By Belle Taylor | Shanghai Star | Updated: 2014-10-12 09:25

Thirst for a heady beverage

Shanghai International Beer Festival (SIBF) is expected to see 40,000 people attend its fourth event, which kicks off on Oct 30 on the bund. [Photo provided to Shanghai Star]

Thirst for a heady beverage 

Where is Shanghai's own beer brand? 

Thirst for a heady beverage

Who's doing the drinking? 

China is thirsty, and the world’s best brewers are flocking to the country to help quench that thirst. Belle Taylor talks to brewers, tipplers and pub-owners on what makes the beer scene here so special.

When brewer Leon Mickelson first arrived in Shanghai in 2010, he was excited to take on a job making beer in a country that drinks more of the brew than anywhere else in the world. Having worked in the beer-loving nations of New Zealand, Australia and the United Kingdom, Mickelson knew a bit about places with a thirst for the tipple, but he soon found the market in China was unlike any other.
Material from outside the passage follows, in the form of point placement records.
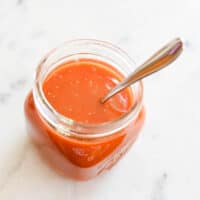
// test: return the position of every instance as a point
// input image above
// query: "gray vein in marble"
(4, 97)
(18, 84)
(159, 187)
(20, 2)
(12, 171)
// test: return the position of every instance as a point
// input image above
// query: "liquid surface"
(74, 89)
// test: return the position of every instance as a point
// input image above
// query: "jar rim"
(69, 127)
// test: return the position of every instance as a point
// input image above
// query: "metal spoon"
(158, 61)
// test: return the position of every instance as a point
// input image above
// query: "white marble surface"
(164, 163)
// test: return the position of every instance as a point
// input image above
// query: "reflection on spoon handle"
(159, 60)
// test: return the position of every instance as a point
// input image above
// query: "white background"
(164, 163)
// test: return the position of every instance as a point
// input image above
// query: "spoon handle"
(158, 61)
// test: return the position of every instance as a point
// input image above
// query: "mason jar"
(79, 150)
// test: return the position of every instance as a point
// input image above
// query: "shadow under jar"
(84, 149)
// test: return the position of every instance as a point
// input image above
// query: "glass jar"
(78, 150)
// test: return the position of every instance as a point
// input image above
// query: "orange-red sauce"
(74, 90)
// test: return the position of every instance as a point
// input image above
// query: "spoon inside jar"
(158, 61)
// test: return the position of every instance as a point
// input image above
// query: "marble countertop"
(164, 163)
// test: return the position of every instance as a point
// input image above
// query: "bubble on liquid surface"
(119, 102)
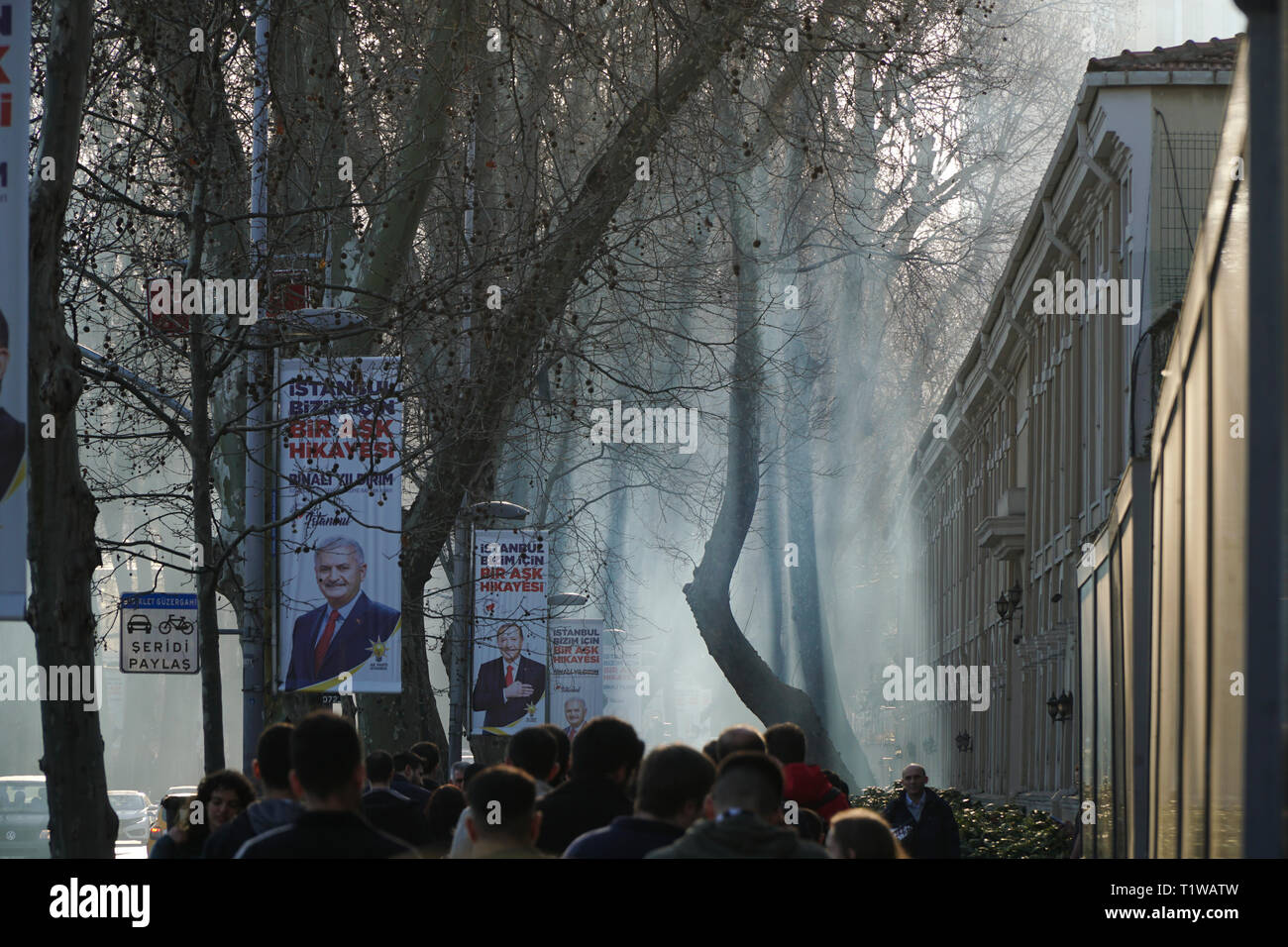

"The Chinese beer market is the largest in the world by a long shot and the craft beer scene was almost non-existent," says Mickelson, who moved to Shanghai take on the role of brew master at The Brew, at the Kerry Hotel in Pudong.

Mickelson found himself at the cusp of a rapidly changing Shanghai beer market, which in the past five years has shifted from being almost completely dominated by a few major domestic beverage companies, to become home to a slew of innovative microbreweries and a thriving import market for beers from the United States to Scotland.

China is the biggest consumer of beer, guzzling down about 25 percent of the total global supply, according to market researcher Plato Logic. Almost all this beer is lager — light, yellow, fizzy and brewed by beer giants, Snow Beer, Tsingtao, Harbin and Yanjing among others.

But in recent years, beer drinkers in Shanghai have suddenly been presented with a range of new options.

Drinkers can now enjoy a pint from The Brew, Boxing Cat Brewery, Dr Beer and Shanghai Brewery to name just a few.

Beer imports have also exploded. In 2009, 40,502 kiloliters of beer was imported into the country, last year that figure had grown to 182,271 kiloliters, according to the General Administration of Customs.

While the overall market percentage of these craft beers remains very small, the rate of their growth has been rapid, pointing to a huge thirst among Chinese drinkers, for new and exciting beverages.

"We were the first company to introduce craft beer to the China market," says Deane Lin, managing director of beer importer DXCEL.

"We started with four pallets in our first year, 2008. That translates to about a couple of hundred cartons. Six years on, we do 80 containers a year.

"Consumers are more and more eager to explore different types of beer from different countries." Despite the rapid growth, Lin says China "is in the very early stages when it comes to understanding beer."

Marketing and education, says Lin, is key. He says while there might be lots of fantastic beers available, if they are not correctly presented to the Chinese market they will struggle in the long term.